HomePhabricator

Refactor test runner to print sub-test-case pass/fail rate.
AuditedrL238467

Description

Refactor test runner to print sub-test-case pass/fail rate.

Details

Auditors
dawn
Committed
zturnerMay 28 2015, 12:56 PM
Parents
rL238466: [Format] Skip creating temporary std::strings when filling another string.
Branches
Unknown
Tags
Unknown

Event Timeline

dawn raised a concern with this commit.Jun 23 2015, 12:14 PM
dawn added a subscriber: dawn.

(Note: this e-mail was sent to lldb-commits, but adding it to Phabricator so it doesn't get forgotten)

This commit appears to have caused 548 (=1342-794) tests to no longer run on OSX when run using dosep.py.

The lldb build/test commands from Jenkins script which run on Yosemite slave are as follows:

 cmake -G Ninja .. "-DLLVM_TARGETS_TO_BUILD=ARM;X86;AArch64" -DCMAKE_CXX_FLAGS="-std=c++11 -stdlib=libc++" -DCMAKE_BUILD_TYPE=Release
[...]
ninja install
[...]
security unlock-keychain -p testuser /Users/testuser/Library/Keychains/login.keychain
./dosep.py --options "-v --executable $INSTALLDIR/bin/lldb" 2>&1 | tee $INSTALLDIR/lldb_test_out.log || true

Test output from Jenkins build after above commit (at commit svn 238512/git 3c8acff997166aaaa6bcdad491b55fdd6c6446e8):

Ran 378 test suites (1 failed) (0.264550%)
Ran 794 test cases (5 failed) (0.629723%)
FAIL: LLDB (suite) :: TestMultithreaded.py (Darwin ngnu.embarcadero.com 14.3.0 Darwin Kernel Version 14.3.0: Mon Mar 23 11:59:05 PDT 2015; root:xnu-2782.20.48~5/RELEASE_X86_64 x86_64 i386)

... results in totals of:

lldb_failures=5
lldb_errors=0
lldb_total=794

Test output from previous build (at commit svn 238455/git 7e22c8e9b6b4ac7225fe1740cc6fe5221c27533d):

[...]
Ran 1 test in 0.008s
[...]
Ran 1 test in 0.007s
[...]
Ran 1 test in 0.069s
[...]

... using the following script commands to check results:

lldb_failures=`grep -E "^FAILED" lldb_test_out.log | grep failures | sed 's/.*(failures=\([0-9]*\).*/\1/' | awk '{count+=$1} END {print count}'` || true
lldb_errors=`grep -E "^FAILED" lldb_test_out.log | grep errors | sed 's/.*errors=\([0-9]*\).*/\1/' | awk '{count+=$1} END {print count}'` || true
lldb_total=`grep -E "^Ran [0-9]+ tests? in" lldb_test_out.log | awk '{count+=$2} END {print count}'`

... results in totals of:

lldb_failures=0
lldb_errors=0
lldb_total=1342

Trying to run the tests using dotest.py (via ./dotest.py -v --executable $INSTALLDIR/bin/lldb)
now hangs in OSX on:

464: test_create_after_attach_with_dsym (TestCreateAfterAttach.CreateAfterAttachTestCase)

I suspect this is a regression which went unnoticed due to the new dosep output, but it means we have to use dosep.py for running our tests until the hang is fixed.

Can you please have a look?

Thanks,
-Dawn

dawn raised a concern with this commit.Jul 10 2015, 11:32 AM

This is still an issue.

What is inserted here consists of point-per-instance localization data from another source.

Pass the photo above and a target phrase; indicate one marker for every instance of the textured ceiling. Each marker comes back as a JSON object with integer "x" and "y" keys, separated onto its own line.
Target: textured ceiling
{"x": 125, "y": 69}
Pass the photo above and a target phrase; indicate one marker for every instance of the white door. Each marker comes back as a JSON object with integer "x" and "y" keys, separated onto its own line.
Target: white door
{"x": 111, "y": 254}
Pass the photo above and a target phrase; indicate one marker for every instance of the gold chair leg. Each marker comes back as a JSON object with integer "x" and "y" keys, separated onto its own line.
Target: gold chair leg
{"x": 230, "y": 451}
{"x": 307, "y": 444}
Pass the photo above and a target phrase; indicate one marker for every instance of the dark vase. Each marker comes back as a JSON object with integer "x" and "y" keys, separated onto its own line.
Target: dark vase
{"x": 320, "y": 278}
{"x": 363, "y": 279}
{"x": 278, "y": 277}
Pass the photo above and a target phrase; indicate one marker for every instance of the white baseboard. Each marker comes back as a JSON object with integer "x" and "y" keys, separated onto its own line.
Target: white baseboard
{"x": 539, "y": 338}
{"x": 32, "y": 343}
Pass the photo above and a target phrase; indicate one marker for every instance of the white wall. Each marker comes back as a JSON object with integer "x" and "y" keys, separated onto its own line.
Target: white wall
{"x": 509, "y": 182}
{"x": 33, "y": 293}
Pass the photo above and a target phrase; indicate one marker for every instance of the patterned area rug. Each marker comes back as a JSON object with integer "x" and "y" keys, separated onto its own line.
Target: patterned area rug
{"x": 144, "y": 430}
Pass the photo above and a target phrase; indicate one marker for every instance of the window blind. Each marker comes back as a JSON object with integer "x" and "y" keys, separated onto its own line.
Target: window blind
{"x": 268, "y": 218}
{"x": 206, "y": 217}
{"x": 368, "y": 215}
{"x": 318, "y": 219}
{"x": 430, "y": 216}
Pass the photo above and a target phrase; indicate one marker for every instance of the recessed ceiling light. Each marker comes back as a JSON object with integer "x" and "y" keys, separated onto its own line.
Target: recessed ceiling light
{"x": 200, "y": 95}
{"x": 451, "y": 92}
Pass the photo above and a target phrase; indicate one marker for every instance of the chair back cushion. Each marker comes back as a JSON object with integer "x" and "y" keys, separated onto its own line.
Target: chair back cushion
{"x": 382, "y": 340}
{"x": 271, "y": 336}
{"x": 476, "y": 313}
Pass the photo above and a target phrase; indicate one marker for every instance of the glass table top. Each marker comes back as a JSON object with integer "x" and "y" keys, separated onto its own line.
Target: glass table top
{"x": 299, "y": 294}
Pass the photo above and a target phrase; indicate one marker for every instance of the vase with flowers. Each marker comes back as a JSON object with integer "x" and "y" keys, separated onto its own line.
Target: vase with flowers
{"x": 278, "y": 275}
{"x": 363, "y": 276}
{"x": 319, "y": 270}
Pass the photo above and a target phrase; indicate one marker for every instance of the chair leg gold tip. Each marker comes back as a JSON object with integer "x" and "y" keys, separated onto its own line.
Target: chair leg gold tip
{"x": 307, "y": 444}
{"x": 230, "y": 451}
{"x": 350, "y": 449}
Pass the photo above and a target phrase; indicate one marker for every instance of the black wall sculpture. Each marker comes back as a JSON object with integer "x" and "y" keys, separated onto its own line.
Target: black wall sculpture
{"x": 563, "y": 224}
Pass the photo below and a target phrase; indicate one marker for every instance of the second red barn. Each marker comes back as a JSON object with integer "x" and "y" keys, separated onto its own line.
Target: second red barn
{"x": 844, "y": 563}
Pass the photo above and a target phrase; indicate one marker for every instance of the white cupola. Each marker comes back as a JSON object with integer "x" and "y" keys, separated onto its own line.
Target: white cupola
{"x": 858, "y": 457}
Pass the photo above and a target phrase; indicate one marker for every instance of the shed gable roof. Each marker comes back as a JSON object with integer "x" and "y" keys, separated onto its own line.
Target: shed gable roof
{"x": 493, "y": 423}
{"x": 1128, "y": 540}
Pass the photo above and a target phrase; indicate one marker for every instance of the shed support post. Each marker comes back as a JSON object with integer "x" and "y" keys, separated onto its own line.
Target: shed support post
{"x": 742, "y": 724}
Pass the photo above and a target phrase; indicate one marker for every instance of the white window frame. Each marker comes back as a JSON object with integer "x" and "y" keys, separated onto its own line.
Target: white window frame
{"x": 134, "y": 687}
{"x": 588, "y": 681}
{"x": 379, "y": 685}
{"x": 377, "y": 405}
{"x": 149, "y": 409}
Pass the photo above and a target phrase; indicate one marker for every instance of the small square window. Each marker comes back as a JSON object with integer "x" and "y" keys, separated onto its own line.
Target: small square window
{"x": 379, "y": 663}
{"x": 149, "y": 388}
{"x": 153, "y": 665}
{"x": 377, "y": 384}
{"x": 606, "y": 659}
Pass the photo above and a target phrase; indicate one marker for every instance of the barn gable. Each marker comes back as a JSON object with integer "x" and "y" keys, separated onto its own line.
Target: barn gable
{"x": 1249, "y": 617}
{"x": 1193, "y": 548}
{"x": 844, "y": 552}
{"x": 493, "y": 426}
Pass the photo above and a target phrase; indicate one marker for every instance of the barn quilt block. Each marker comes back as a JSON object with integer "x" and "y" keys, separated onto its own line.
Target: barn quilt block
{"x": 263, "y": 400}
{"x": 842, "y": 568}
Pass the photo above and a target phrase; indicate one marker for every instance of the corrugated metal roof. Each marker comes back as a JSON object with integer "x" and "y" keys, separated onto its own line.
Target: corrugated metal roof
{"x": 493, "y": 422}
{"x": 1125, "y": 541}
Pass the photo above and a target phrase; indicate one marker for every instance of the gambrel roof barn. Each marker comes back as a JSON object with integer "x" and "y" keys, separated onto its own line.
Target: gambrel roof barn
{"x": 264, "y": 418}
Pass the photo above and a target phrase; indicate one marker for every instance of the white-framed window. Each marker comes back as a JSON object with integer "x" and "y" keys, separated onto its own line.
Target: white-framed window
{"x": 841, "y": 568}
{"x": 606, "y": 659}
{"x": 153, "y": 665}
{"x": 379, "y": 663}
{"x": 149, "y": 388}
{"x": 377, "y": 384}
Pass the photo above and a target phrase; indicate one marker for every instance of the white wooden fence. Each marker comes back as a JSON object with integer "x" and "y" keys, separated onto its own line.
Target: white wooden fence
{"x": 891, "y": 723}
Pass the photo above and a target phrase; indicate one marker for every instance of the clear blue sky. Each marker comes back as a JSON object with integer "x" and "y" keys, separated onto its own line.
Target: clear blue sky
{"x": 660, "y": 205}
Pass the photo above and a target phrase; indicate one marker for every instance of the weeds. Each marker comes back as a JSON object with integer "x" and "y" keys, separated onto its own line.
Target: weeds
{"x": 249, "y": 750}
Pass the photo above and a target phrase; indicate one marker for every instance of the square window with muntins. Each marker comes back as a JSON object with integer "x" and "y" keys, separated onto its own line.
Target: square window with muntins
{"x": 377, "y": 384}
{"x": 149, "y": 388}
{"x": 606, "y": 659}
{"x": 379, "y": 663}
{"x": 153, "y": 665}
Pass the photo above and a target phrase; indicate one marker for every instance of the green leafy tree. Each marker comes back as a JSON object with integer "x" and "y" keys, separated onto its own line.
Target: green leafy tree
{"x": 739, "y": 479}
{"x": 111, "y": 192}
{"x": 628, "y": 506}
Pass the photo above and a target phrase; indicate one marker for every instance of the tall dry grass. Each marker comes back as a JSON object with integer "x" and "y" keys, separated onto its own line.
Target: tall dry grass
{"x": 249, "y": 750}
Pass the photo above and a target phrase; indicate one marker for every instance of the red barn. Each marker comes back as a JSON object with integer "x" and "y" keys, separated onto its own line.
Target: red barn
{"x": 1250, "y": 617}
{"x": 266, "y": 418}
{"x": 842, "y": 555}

We are still seeing a drop of ~550 in the total number of tests run since this commit. Please have a look? Thanks.

Zach (zturner) is on vacation for another week or two, but I can take a look at this on Monday.

Can you give an example of a specific test that's no longer running? I'm trying to figure out if there are actually tests being skipped or if it's just a reporting problem. On Windows, we're reporting a slightly higher number (369) than the sum of the "Ran n tests" lines (342).

So when the issue was first discovered (or posted about) back in June, it
was unfortunately on my last day in the office before leaving for 5 weeks
and I couldn't get to it before leaving. I'm back, but now that a bit of
time has passed, I'm having a hard time figuring out what the best thing to
do here is.

I'm quite confident that the drop in tests is simply a reporting issue, but
it's hard to be more concrete than this without having a before and after
comparison of the exact tests that were run before my patch, and the exact
tests that were run after my patch.

If I had to hazard a guess, I'd say the difference comes from skipped tests
being added to the lldb_total result now, but not before.

It looks like the problem here is that previously we relied on the
individual subprocesses of dotest.py to print their own stdout and stderr.
Now dosep gets the stdout and stderr through a pipe, and it doesn't always
print the full output of the process. So in some cases the line "Ran N
tests in M seconds" isn't appearing.

I can fix this, but I guess this is a good time to remind people of the
dangers of log scraping. I don't think we should guarantee stability of
the details of the test output format, except for perhaps a small summary
printed at the end of the test run. So I would think about getting
whatever numbers you need into this summary section, and then relying only
on that for your output.

(Resending this through Phab since my last "reply" to email went to the old list.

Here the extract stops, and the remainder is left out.